Residential property seems to be at the heart of what is a slightly more than 2 percent increase over 2012 preliminary numbers.
“The residential market is getting a little bit better,” said Rudy Durham, Denton County deputy chief appraiser. “It does appear the houses above $250,000 to $400,000 is the market that is really moving at this time. Whereas six to eight years ago, the average house being built was $150,000 to $200,000. If you look and see what the market is doing out there, the Frisco area, parts of Flower Mound … a lot of the newer houses are being built.”
According to the county’s report, Flower Mound’s preliminary tax value is already a little more than $400 million greater than 2012’s final certified value.
Durham also noted officials were seeing an increase in a number of lots being developed.
“Existing lots on the ground are going fast,” Durham said. “We will probably see that [continue] in the next few years unless something unforeseen happens.”
When looking at the preliminary numbers, Little Elm saw the largest jump, a little more than 10 percent over the 2012 preliminary figures, to nearly $2 billion.
Early numbers for Denton point to a 2.37 percent increase.

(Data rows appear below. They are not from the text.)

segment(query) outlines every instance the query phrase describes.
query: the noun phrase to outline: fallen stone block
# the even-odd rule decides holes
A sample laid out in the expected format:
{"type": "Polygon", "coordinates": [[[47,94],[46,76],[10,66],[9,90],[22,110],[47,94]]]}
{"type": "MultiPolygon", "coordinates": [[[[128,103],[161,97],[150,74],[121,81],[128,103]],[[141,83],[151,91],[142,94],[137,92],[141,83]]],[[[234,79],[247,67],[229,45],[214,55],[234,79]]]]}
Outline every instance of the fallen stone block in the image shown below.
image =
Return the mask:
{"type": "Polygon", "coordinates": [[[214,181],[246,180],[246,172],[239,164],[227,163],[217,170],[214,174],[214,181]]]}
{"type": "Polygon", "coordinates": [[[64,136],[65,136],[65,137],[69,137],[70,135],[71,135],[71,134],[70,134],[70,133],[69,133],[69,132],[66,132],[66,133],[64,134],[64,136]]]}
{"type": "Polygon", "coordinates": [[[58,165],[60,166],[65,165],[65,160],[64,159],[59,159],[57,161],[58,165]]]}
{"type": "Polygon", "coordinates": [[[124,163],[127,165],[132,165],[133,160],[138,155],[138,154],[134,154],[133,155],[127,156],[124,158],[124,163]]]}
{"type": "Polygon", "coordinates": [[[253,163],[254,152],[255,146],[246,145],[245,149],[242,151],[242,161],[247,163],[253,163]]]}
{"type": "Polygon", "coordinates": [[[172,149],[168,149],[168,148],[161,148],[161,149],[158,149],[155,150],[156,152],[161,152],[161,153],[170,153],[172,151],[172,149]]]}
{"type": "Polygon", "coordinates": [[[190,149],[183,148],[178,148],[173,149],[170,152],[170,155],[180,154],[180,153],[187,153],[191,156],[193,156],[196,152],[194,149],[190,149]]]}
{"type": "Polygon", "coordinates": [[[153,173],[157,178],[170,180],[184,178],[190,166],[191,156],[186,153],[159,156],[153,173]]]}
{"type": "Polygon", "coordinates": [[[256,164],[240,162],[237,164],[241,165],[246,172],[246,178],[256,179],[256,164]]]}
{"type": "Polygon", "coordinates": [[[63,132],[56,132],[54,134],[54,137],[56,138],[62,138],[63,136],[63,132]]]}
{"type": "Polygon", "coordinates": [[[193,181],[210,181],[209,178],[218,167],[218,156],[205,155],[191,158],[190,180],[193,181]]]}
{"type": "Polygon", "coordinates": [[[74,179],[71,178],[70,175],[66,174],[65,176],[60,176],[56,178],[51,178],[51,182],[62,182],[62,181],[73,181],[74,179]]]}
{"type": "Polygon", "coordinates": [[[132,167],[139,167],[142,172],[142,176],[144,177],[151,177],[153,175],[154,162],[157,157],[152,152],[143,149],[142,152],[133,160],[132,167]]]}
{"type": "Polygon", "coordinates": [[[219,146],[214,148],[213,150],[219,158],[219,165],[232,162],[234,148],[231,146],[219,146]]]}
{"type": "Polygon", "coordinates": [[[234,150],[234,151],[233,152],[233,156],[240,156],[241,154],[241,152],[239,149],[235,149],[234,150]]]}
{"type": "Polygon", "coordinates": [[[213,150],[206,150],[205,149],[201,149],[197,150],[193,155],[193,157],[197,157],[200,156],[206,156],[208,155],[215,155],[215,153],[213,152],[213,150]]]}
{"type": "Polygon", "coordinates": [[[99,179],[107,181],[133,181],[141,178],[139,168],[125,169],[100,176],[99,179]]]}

“I think it’s pretty clear that appraised values are continuing a slow recovery from the previous four years and that’s a continuing trend in the entirety of the metroplex,” Denton Mayor Mark Burroughs said. “I know that, frankly, we’re looking toward a lot of potential development I believe will come down the path.”
Burroughs noted that officials are seeing relatively few new housing starts in Denton, but he believes that will change as it has been starting to change in other northern parts of the Dallas-Fort Worth area.
“We have several subdivisions that had previously got zoning but have not yet initiated their actual construction because of the recession,” he said. “I anticipate, at some point in the pretty near future, some of those developments will start back up.”
Burroughs said the completion of the Target distribution center, Safran Group moving Labinal Inc. from Corinth to Denton and some other business moves put positive pressure on the housing stock in Denton.
“And that’s what drives both appraised values and housing starts,” he said.
In recent talks with the oil and gas industry, Durham said appraisal officials are to expect a drop in total value from last year to the tune of 30 percent.
“With so many gas wells and gas reserves found over the last few years, it just hurts the price,” he said. “And there are not many new wells being built in Denton County at this time. There’s no incentive on the part of investors to spend a lot of money to get something out of the ground that they can’t make any money on right now.”
County Judge Mary Horn is waiting on July 25, when the final numbers are released, before she judges them and see how they factor into upcoming budget work.
“They’re exactly that, preliminary numbers,” she said. “We know full well that it is going to change, but it appears there is a trend for improvement. I will be anxious for the final numbers that will come out.”